Here’s the price we pay
When you’re growing coleus, you’re growing it for its colorful leaves. The same goes for caladiums. If it’s lamb’s ears, it’s for the large, fuzzy gray leaves that look and feel like, well, lamb’s ears. And when you’re growing basil, you have it for its culinary delights.
In none of those cases do you grow those plants for flowers. Flowers are actually your enemies because they stop the plants from producing more leaves.
That’s why coleus breeders started selecting varieties decades ago that were reluctant to bloom. At first there were 25 or 30 that stayed in the trade for decades. But only a few new ones came along every few years to add to the list.
Those numbers have ramped up hugely in the past 25 years, so much so that you can hardly keep up anymore. It seems like there are several dozen new varieties or even collections of varieties in the market each year.
The big search has been to find coleus that could withstand full sun in the landscape all summer. Growers have been successful in finding us those.
The next frontier has been to select for types that were reluctant to bloom. That journey has been longer. Some, like the one in my photo, started sending out flower stalks by late summer. That’s when the new growth stopped.

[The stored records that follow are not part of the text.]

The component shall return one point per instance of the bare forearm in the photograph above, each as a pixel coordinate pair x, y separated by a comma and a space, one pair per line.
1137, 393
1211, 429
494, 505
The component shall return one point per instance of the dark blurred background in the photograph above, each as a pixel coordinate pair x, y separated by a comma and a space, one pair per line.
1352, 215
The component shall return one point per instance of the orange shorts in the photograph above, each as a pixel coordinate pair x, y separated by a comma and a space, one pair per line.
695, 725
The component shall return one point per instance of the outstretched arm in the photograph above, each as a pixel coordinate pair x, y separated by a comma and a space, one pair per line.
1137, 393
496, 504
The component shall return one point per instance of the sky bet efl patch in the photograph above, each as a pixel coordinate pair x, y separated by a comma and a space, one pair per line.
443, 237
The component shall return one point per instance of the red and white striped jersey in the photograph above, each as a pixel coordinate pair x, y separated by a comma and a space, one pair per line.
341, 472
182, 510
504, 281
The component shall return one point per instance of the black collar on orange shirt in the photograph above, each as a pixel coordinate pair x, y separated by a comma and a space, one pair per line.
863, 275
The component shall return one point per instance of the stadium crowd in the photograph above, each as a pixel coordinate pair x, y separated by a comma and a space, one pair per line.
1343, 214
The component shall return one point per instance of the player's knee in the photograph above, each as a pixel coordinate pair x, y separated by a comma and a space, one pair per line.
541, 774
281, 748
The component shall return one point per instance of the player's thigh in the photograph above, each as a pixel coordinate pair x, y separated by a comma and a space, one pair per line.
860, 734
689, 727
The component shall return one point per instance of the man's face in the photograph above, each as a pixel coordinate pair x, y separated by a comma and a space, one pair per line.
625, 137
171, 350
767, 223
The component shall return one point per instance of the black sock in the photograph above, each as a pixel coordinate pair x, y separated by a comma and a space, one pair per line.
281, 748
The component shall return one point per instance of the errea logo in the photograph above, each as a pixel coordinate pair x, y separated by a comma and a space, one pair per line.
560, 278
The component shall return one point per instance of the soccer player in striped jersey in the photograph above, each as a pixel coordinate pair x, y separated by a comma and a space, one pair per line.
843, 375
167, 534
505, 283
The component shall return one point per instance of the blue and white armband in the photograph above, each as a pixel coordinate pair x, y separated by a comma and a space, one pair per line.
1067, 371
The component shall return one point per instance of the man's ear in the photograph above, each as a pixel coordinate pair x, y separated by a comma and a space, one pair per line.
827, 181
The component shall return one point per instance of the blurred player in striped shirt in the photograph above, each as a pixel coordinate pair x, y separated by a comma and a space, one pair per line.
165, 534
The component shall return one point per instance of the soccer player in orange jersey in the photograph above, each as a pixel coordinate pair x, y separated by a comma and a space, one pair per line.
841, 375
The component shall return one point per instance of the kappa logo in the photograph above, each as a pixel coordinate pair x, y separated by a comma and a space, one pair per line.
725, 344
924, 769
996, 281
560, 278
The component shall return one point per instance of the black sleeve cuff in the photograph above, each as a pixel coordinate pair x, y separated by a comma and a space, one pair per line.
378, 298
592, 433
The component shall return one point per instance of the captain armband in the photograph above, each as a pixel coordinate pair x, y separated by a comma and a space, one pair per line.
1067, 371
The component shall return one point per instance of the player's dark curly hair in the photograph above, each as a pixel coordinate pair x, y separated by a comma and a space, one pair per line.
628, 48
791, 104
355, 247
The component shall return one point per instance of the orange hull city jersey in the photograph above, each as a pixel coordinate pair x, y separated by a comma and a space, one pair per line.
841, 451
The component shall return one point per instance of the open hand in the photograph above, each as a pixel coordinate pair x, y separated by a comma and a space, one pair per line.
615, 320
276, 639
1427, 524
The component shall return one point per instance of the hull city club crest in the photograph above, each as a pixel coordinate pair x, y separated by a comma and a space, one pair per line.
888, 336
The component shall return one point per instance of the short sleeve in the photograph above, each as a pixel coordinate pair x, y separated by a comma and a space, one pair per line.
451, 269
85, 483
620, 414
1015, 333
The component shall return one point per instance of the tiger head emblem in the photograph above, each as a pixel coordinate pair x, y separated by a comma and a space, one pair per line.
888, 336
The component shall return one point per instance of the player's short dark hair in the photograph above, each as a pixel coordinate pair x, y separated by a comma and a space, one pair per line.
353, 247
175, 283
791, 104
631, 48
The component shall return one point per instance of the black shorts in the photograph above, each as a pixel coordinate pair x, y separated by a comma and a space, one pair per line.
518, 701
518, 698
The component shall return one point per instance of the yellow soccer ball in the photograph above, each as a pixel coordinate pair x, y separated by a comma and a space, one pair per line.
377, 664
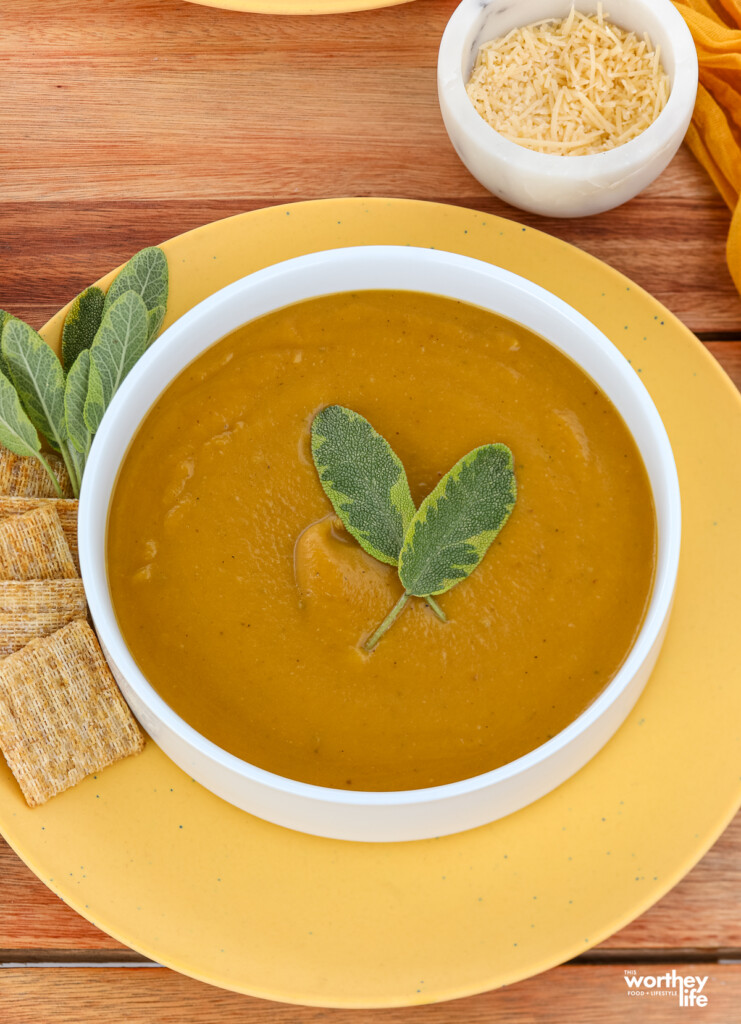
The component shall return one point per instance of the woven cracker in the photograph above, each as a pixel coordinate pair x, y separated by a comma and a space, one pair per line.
37, 607
66, 508
26, 477
33, 546
61, 715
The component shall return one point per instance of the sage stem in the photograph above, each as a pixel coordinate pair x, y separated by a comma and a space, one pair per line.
436, 608
388, 622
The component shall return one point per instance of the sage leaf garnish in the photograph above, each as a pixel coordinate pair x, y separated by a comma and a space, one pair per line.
16, 431
4, 317
155, 320
39, 380
81, 325
102, 337
364, 480
455, 524
121, 340
76, 391
433, 547
146, 273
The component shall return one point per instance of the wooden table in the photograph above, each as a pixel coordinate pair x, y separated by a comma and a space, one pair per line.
127, 122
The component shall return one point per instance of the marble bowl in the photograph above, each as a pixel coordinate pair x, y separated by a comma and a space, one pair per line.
555, 185
407, 814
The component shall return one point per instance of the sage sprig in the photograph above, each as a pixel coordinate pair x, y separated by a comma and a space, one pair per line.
103, 335
364, 480
433, 547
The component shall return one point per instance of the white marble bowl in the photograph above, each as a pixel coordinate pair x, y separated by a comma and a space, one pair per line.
555, 185
415, 813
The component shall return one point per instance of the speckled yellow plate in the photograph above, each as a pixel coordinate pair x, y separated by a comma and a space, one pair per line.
299, 6
149, 856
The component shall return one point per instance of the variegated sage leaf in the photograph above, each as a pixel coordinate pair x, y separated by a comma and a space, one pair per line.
454, 525
146, 273
81, 325
120, 342
76, 391
364, 480
39, 380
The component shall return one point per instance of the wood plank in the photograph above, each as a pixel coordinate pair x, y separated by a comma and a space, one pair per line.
153, 995
50, 251
226, 140
702, 911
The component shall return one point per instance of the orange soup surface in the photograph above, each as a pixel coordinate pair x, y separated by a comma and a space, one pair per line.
246, 603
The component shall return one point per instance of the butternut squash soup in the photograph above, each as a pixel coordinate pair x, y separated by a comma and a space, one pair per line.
247, 604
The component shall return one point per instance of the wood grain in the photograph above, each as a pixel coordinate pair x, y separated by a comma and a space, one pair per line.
128, 122
154, 995
161, 116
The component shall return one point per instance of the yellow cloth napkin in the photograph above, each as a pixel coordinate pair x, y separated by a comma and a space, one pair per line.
714, 135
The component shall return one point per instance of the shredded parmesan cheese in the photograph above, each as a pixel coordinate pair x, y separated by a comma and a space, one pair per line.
569, 87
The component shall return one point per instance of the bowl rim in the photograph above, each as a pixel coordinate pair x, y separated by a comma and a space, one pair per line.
657, 136
94, 571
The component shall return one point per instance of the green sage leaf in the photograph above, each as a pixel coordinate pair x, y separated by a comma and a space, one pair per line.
155, 320
364, 480
4, 317
454, 525
76, 391
16, 431
121, 340
39, 379
94, 407
145, 273
81, 325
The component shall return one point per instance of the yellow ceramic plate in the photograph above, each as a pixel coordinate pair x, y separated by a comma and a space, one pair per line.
299, 6
149, 856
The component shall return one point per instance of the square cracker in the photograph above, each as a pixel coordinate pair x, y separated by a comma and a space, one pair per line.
37, 607
26, 477
33, 546
61, 715
66, 509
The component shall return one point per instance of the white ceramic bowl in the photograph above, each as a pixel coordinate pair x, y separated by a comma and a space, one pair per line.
553, 185
418, 813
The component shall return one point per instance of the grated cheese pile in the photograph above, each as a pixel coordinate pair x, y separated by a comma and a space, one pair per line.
569, 87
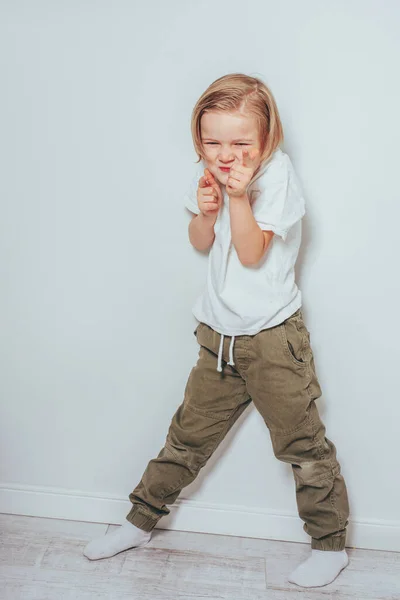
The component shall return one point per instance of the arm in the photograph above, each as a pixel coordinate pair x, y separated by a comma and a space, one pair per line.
201, 231
249, 240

There is a solution to that. If you remove the flower buds as soon as you see them starting to form (while they’re still no larger than a pencil eraser – see circled examples in photo), and if you take a couple of sets of leaves with them, you’ll be back into growth that is still completely vegetative. Those side shoots will start growing vigorously. Your plants will stay short and compact the rest of the season.
This is a quick and easy process. It’s amazing how perfectly groomed you can keep your plants looking from spring until frost just by pinching their growing tips a couple of times every summer and fall.